There are currently over 6,000 untested rape kits in Houston because the city lacks the funds to analyze the evidence. Hopefully the new Pole Tax will dramatically decrease the number of backlogged rape kits that are still yet to be processed and analyzed, some of which date back as far as the 1980s! Houston Police Department Assistant Chief Matt Slinkard claims that some backlogged rape kits are untested for various reasons besides lack of funding, including: a possible guilty plead by a suspect before testing, possible consent issues, charges possible rejected by the district attorney, or not enough evidence to remain testable.
You might find yourself asking, why is it necessary for strip clubs to provide funds for these rape kits? Supporters of the ordinance find it essential because the environment created by strip clubs cultivate negative attitudes toward women, which may lead to sexually charged assaults and has a culture that is more tolerant of sexual violence. Council member Ellen Cohen notes negative secondary effects associated with adult-entertainment establishments.
On the other hand, Houston lawyer and local strip club representative, Albert Van Huff, states that there is no known correlation between people going to nice, high-end gentlemen’s clubs and rape. Ordinance critics think the new fee is unfair.

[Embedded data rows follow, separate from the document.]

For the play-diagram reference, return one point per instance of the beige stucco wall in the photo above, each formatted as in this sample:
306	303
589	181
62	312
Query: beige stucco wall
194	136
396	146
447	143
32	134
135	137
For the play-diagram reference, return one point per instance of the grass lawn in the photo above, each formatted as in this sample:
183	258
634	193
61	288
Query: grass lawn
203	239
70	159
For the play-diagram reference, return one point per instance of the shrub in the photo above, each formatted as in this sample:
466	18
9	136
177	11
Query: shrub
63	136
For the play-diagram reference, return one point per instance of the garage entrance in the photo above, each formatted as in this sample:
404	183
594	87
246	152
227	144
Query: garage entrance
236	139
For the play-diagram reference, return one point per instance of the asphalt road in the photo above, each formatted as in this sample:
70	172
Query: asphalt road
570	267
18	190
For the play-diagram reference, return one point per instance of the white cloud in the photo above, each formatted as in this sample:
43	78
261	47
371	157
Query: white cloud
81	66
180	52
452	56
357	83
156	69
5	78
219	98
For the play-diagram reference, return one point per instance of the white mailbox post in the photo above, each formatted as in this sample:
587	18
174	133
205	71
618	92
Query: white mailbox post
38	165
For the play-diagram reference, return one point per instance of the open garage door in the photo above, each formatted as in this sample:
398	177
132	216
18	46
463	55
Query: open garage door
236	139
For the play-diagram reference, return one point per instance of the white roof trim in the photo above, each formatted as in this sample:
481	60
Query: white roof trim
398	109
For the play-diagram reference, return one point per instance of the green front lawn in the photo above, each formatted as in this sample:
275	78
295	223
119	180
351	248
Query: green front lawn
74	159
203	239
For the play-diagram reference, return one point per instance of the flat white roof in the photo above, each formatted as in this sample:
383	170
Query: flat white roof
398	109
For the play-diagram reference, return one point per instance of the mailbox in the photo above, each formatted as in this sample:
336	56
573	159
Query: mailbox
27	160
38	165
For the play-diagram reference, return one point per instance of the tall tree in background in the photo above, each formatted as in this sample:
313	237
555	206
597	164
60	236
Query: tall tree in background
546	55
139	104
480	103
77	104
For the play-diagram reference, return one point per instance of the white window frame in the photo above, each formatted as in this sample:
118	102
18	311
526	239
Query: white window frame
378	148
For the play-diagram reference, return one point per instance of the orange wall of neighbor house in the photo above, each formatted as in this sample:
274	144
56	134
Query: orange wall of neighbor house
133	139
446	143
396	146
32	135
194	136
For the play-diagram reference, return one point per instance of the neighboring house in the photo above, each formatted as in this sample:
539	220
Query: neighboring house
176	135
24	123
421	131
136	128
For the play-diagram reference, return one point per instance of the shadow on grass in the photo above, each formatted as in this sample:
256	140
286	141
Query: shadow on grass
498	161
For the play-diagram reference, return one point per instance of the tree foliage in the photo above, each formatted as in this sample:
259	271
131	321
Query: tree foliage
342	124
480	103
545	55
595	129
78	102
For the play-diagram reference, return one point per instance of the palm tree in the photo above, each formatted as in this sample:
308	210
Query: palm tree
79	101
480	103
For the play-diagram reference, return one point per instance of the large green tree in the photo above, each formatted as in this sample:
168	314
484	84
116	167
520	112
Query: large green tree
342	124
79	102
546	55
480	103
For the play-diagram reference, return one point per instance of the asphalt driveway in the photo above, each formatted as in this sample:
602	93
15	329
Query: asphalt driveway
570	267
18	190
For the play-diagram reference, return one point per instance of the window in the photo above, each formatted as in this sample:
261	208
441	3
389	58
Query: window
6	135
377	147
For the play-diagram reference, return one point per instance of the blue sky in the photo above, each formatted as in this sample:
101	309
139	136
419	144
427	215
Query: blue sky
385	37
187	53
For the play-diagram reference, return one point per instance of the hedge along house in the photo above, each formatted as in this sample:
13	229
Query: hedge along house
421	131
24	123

Whether it makes sense for strip clubs to be responsible for shouldering rape investigation costs or not, what’s another five bucks on top of the money you’ll be spending at Treasures on cover charges, drinks, and dolla dolla bills to be thrown at the strippers? Who goes to a strip club and doesn’t expect to make it rain anyway? If HPD really does need funding for rape investigations, perhaps this might help the system. Maybe displeased strip club visitors can learn to view the fee as a beneficial donation, and know that their money is being put to a good cause.